From: Jim Brain (brain_at_jbrain.com)
Date: 2005-04-23 23:31:07

john/lori wrote:

> Jim Brain wrote:
>
>> It gets worse.  The opcode in question could have updated an internal 
>> register:
>>
>> $67ff and #$10
>>
>> 67ff (and) gets pulled.
>>
>> $6800 is page fault, so force 0.  Uh oh, as now .A is corrupt, and 
>> there is no way to reset it.
>>
>> The only real way to do this is not allow such things to occur.  Scan 
>> incoming code at page boundaries to insert BRK opcodes to handle such 
>> issues before you step into them.  Or, ensure code that runs in your 
>> system does not create such issues.
>>
>> Jim
>
>
> There have been schemes (or so I've read) that run a slave processor in
> parallel to make internal stuff available that would not otherwise be
> available
>
> How about running a slave processor but let it lag by one
> instruction and take the internal stuff from it when your hardware
> throws an exception?

You'd have to let it lag by 2 bytes, as some instructions are 3 bytes long.

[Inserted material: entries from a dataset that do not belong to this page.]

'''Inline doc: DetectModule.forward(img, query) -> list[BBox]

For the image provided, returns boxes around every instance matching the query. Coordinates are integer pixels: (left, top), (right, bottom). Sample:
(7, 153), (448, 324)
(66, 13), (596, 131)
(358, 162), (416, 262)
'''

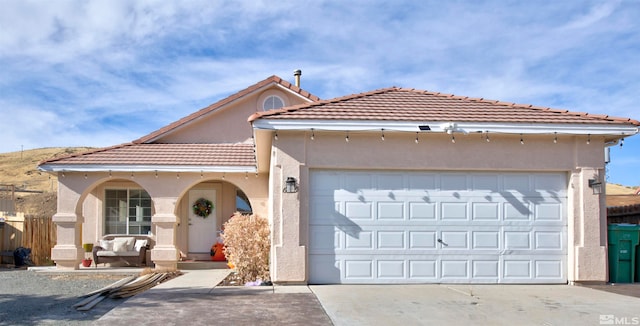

But that's a great idea.  Use 2 byte FIFO scheme (2 74ls374 or so), and 
ignore all writes during normal operation.  Tie IRQ to both CPUs.

The only issue I see is when you IRQ the second CPU, it may itelf be 
finishing the next to last instruction, pulling data from the FIFO.  How 
do you know when to pull it off the FIFO and onto something else that 
will allow one to get .A.X.Y and SP.?

Jim

-- 
Jim Brain, Brain Innovations
brain@jbrain.com                                http://www.jbrain.com
Dabbling in WWW, Embedded Systems, Old CBM computers, and Good Times!